Thursday, August 07, 2008

california dreamin'

i'm back in the atl. one week away from youth week, it's almost hard to believe that it actually happened. one week away, it feels more like a beautiful dream than reality.

i don't have the words to adequately describe the last two weeks. just trust me when i say that it was all ineffable. and beautiful. and magical.

there is so much that happened. so much that i still have yet to process. so much that i worry i have already forgotten special moments. i haven't written in my journal since returning from pilgrimage in january of 2007 (which is somewhat ironic as that was the event that caused me to serve as a counselor at youth week 2007). i find myself wishing that i had taken my journal with me.

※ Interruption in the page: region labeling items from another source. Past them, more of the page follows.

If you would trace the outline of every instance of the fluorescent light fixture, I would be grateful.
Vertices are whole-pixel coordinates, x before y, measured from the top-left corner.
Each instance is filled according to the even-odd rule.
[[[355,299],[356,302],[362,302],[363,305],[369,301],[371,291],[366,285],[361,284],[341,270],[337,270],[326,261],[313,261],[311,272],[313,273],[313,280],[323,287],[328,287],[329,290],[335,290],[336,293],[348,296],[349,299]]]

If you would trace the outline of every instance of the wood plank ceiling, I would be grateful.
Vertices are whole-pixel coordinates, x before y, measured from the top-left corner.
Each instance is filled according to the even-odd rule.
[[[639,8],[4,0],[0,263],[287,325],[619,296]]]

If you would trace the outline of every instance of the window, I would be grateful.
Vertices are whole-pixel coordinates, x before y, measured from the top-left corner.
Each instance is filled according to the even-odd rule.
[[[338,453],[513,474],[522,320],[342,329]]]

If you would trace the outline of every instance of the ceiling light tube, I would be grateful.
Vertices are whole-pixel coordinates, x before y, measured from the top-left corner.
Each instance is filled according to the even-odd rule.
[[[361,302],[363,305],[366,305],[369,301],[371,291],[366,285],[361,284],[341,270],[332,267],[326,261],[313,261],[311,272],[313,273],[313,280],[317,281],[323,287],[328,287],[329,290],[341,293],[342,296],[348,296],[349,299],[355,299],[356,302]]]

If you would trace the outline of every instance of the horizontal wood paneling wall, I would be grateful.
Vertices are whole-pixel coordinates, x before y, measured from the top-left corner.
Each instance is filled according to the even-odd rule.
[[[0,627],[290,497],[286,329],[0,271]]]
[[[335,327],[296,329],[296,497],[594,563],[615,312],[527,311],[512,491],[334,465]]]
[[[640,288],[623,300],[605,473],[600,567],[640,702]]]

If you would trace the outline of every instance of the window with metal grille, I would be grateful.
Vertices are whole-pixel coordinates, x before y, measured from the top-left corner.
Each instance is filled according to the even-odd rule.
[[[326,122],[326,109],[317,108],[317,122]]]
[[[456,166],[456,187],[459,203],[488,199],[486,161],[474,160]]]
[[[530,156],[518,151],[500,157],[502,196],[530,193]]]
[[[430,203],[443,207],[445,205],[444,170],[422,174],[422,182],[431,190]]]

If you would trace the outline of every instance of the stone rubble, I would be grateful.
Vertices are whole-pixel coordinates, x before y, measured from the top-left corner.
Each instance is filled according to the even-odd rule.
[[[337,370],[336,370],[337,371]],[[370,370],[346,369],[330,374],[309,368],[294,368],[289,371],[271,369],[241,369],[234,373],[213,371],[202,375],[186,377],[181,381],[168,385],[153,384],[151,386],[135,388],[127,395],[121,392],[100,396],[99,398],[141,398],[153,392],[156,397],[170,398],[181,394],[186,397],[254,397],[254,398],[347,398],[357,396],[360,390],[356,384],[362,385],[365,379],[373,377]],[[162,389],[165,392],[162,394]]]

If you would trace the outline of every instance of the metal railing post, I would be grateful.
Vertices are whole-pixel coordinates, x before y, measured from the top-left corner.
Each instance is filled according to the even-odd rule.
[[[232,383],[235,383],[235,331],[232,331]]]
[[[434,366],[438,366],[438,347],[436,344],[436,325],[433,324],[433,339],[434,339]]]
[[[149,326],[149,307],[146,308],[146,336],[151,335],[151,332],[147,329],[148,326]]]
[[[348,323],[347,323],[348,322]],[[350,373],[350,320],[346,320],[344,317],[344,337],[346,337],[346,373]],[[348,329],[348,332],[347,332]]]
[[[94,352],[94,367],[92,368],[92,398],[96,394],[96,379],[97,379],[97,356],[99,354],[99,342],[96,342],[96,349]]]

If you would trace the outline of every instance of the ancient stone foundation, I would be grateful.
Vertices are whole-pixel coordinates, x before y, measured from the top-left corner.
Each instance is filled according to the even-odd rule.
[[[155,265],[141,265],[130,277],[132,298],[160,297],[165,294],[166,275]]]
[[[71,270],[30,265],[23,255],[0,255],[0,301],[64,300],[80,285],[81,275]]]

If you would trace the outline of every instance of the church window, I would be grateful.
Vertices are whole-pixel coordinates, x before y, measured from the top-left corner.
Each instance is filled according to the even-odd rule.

youth week this year was so different from last year's. it felt different from the beginning. from the moment at the airport when i was reunited with 5 of my loves. from the moment when we all gathered in martha root hall to begin planning the week. it was a challenging week, there is no doubt about that. and yet, how joyous it was to see transformation occur right before our eyes. i cannot count how many times throughout the week i felt my eyes tearing up.

"with great responsibility comes aloneness." i know this all too well. have felt it so intensely this past year. 120 amazing souls were bonded together throughout the course of one week. my heart overflows with love for each of them, particularly for my fellow counselors. i know that i am never truly alone, that i have the support of countless beautiful individuals. and yet, i feel so alone. my heart aches at the uncertainty of not seeing loved ones.

my week in san jose has left a lasting impression as well. storytelling with my grandmother over eight pounds of kabob. a bike ride with tessa to the park to swing and an ice cream stop. an afternoon siesta with all of us lying on the floor bursting with laughter. poring through photo albums with my aunt, great-aunt, and tina. a heart-to-heart with imaan that involved two shooting stars. tight hugs of real love from my great-aunts. an afternoon spent with my aunt involving heartfelt advice.

i have returned with a sense of clearness and confusion. decisions i thought i had made about my life are now hazy. i'm questioning a commitment i have set for june more than ever. my dread to return to school has returned with a greater intensity. this has been a summer of forgiveness and healing, and most of all, of learning. i've used silence as a cover for long enough, i think i might be ready to let myself be vulnerable once again.

"remember this feeling, remember this moment. keep bosch in your heart."